7.3 Transparent Kerberos Login with PAM

When a user logs into his workstation at the beginning of the day, we want that user to acquire a Kerberos Ticket Granting Ticket when he enters his credentials. We'll call this transparent Kerberos login. Windows 2000, XP, and 2003 automatically acquire tickets upon login when the user is part of a Windows domain. However, for other systems, we have to configure this step manually. In Unix, the simplest and most portable way to get initial credentials for a user upon login is through the Pluggable Authentication Modules (PAM), which is available on most operating systems. Using PAM, you can acquire Kerberos tickets for logins that occur on the system's console (and any other network-based protocol, but we want to avoid sending passwords over the network).

Historically, applications such as the console login program and the X Windows System login program (xdm) all had to be modified to support new authentication methods. This introduces a maintenance and security nightmare, as locally-maintained patches must be made to system software to enable authentication methods other than the standard Unix password file. Worse yet, if the operating system comes without source, you may not even be able to replace the program with one that performs the necessary authentication method.

PAM solves this problem by providing a standard plug-in interface that both application developers and authentication method developers can write to. A mapping file is created that maps applications' authentication requests to the appropriate authentication methods, so that authentication modules can be added and removed on the fly, without recompiling the application. Linux, FreeBSD, Solaris, and HP-UX all include PAM support, and more operating systems are adding support.

However, PAM is not a panacea. It only supports traditional username and password authentication, so PAM works best when authenticating local (ie., on the console) login requests. Network-based services should use native Kerberos authentication to take advantage of the single-sign-on capabilities of Kerberos and to avoid sending plain text passwords across the network. PAM cannot provide native Kerberos authentication through the Kerberos ticket exchange. In addition, PAM implementations differ slightly from vendor to vendor, so PAM modules that may work on one vendor's OS may not work on another vendor's OS. The differences are usually small enough that they can be easily worked around, but it is something to be aware of when using PAM.
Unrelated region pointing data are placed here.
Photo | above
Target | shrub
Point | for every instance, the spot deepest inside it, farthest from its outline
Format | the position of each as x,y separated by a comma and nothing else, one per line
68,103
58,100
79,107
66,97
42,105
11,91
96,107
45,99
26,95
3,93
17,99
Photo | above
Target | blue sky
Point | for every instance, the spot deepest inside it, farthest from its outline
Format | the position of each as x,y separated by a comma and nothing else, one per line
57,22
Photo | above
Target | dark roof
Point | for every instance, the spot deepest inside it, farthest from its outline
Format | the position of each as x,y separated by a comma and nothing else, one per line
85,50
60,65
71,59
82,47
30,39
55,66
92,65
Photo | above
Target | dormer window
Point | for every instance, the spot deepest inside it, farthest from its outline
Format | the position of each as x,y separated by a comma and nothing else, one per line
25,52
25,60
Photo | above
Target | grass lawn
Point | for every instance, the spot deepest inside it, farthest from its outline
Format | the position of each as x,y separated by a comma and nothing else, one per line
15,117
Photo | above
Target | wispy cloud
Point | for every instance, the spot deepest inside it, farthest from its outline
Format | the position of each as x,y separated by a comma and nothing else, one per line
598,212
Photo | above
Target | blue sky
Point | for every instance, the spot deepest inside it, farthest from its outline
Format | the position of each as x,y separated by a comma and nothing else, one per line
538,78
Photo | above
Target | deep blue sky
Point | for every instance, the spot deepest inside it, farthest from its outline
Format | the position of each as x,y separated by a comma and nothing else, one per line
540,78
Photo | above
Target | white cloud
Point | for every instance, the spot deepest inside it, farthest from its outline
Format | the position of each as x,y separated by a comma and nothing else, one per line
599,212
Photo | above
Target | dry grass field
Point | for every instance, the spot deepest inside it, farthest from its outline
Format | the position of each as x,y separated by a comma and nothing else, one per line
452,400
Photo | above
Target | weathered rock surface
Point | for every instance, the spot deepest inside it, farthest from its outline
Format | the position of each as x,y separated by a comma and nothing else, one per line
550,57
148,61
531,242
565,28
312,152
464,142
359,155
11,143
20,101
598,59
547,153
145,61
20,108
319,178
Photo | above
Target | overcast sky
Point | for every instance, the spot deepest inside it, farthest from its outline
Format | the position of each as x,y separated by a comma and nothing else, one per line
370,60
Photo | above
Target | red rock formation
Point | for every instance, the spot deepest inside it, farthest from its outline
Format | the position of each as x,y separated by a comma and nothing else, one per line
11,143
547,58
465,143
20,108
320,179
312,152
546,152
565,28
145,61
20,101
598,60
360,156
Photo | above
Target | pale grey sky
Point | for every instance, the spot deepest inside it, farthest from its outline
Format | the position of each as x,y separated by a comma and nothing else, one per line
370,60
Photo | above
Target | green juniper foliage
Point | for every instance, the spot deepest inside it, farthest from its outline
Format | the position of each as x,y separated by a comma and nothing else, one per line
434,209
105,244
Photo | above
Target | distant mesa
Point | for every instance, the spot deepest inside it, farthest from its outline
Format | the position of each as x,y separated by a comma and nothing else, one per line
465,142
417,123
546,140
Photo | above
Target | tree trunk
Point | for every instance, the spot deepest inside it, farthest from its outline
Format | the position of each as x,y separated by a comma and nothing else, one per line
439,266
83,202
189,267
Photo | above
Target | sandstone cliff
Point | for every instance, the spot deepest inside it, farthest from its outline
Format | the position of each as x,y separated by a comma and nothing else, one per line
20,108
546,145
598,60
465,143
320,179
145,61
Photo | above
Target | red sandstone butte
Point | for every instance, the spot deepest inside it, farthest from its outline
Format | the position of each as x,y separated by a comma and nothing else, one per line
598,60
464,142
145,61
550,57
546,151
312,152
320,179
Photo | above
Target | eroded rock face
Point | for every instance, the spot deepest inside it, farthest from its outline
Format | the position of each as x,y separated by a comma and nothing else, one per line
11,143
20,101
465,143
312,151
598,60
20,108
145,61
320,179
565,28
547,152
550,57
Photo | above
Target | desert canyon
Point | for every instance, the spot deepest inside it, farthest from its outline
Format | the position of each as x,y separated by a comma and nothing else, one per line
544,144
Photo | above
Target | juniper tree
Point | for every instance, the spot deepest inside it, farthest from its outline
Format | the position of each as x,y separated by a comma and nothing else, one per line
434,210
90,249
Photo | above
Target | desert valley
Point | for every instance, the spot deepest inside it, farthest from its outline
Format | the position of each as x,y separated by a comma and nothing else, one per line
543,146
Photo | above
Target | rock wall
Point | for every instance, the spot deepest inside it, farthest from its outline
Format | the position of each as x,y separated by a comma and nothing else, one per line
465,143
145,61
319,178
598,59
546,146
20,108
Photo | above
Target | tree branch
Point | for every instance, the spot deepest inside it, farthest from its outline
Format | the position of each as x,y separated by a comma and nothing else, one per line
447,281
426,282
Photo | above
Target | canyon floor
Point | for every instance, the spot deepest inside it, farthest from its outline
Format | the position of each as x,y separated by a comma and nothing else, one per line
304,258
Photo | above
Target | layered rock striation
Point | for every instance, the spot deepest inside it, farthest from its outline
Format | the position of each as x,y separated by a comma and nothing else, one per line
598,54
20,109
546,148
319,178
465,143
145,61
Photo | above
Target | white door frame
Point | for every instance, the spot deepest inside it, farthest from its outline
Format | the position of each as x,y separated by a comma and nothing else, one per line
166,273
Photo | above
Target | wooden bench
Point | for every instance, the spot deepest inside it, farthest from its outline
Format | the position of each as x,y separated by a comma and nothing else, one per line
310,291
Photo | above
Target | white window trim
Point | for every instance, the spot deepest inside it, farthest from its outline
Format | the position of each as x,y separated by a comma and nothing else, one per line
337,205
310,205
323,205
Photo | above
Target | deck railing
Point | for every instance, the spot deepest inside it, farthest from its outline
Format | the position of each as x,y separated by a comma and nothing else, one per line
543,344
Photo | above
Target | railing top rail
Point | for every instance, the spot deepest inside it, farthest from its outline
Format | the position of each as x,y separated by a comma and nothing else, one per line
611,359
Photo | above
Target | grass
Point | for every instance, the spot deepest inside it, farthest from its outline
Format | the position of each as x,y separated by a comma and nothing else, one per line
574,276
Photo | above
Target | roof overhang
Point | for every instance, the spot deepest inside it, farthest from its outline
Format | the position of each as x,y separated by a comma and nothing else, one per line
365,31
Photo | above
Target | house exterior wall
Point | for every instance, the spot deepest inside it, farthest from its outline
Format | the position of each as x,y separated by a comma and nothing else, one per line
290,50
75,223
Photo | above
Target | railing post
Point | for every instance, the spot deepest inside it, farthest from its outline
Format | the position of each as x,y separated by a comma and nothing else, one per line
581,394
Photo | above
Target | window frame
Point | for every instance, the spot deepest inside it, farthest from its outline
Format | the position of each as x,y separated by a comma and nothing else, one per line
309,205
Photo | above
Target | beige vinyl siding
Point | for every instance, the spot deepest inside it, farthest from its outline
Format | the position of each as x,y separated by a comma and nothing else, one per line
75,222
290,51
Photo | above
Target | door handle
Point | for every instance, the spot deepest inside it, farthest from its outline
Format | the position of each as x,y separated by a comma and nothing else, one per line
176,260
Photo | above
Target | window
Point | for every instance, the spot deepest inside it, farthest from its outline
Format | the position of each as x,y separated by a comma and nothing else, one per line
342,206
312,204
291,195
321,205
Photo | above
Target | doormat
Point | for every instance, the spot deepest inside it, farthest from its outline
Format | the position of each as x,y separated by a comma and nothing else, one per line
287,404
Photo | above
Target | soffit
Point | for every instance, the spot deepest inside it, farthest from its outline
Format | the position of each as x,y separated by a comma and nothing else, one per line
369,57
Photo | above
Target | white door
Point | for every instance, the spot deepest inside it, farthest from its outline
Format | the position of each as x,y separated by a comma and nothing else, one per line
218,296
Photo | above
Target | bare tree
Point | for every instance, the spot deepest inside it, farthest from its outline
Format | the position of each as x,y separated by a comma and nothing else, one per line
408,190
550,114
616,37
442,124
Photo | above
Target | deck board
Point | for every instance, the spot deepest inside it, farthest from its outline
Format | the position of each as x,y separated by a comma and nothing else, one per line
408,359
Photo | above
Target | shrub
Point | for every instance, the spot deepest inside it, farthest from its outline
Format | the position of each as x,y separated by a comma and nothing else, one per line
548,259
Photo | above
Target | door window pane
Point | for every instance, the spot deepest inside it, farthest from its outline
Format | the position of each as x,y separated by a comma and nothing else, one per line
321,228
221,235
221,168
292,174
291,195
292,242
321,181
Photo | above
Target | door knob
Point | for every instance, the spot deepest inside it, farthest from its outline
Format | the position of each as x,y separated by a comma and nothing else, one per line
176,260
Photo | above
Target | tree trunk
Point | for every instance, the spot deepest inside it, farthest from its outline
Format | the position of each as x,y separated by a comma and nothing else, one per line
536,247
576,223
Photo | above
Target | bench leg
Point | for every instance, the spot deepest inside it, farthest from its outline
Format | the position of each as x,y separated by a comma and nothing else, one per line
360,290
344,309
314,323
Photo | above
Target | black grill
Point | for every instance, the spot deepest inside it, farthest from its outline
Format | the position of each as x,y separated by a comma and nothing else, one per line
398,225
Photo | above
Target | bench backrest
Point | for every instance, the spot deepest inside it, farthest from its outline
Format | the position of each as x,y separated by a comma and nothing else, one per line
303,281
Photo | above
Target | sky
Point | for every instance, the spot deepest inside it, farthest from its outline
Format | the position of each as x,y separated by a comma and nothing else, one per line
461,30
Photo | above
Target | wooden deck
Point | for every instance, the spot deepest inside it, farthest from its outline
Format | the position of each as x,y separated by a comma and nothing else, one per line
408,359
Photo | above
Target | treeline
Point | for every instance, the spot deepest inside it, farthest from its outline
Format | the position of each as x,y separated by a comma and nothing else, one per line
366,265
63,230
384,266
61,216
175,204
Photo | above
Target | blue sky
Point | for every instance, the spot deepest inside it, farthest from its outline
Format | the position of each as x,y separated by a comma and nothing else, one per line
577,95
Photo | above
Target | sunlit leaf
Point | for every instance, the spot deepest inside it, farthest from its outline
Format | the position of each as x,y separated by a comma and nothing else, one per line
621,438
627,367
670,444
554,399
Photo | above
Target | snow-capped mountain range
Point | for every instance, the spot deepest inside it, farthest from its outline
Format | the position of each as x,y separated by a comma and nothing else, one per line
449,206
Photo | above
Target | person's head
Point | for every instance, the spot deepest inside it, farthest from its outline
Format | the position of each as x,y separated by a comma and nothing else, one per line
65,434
More Information About PAM The following Unix operating system vendors have web sites that describe their support of the PAM framework: HP-UX: http://www.hp.com/products1/unix/operating/security Solaris: http://wwws.sun.com/software/solaris/pam Linux: http://www.kernel.org/pub/linux/libs/pam FreeBSD: http://www.freebsd.org/doc/en_US.ISO8859-1/articles/pam The Linux-PAM page at http://www.kernel.org/pub/linux/libs/pam/ is also a good resource. A list of available PAM modules is maintained at http://www.kernel.org/pub/linux/libs/pam/modules.html.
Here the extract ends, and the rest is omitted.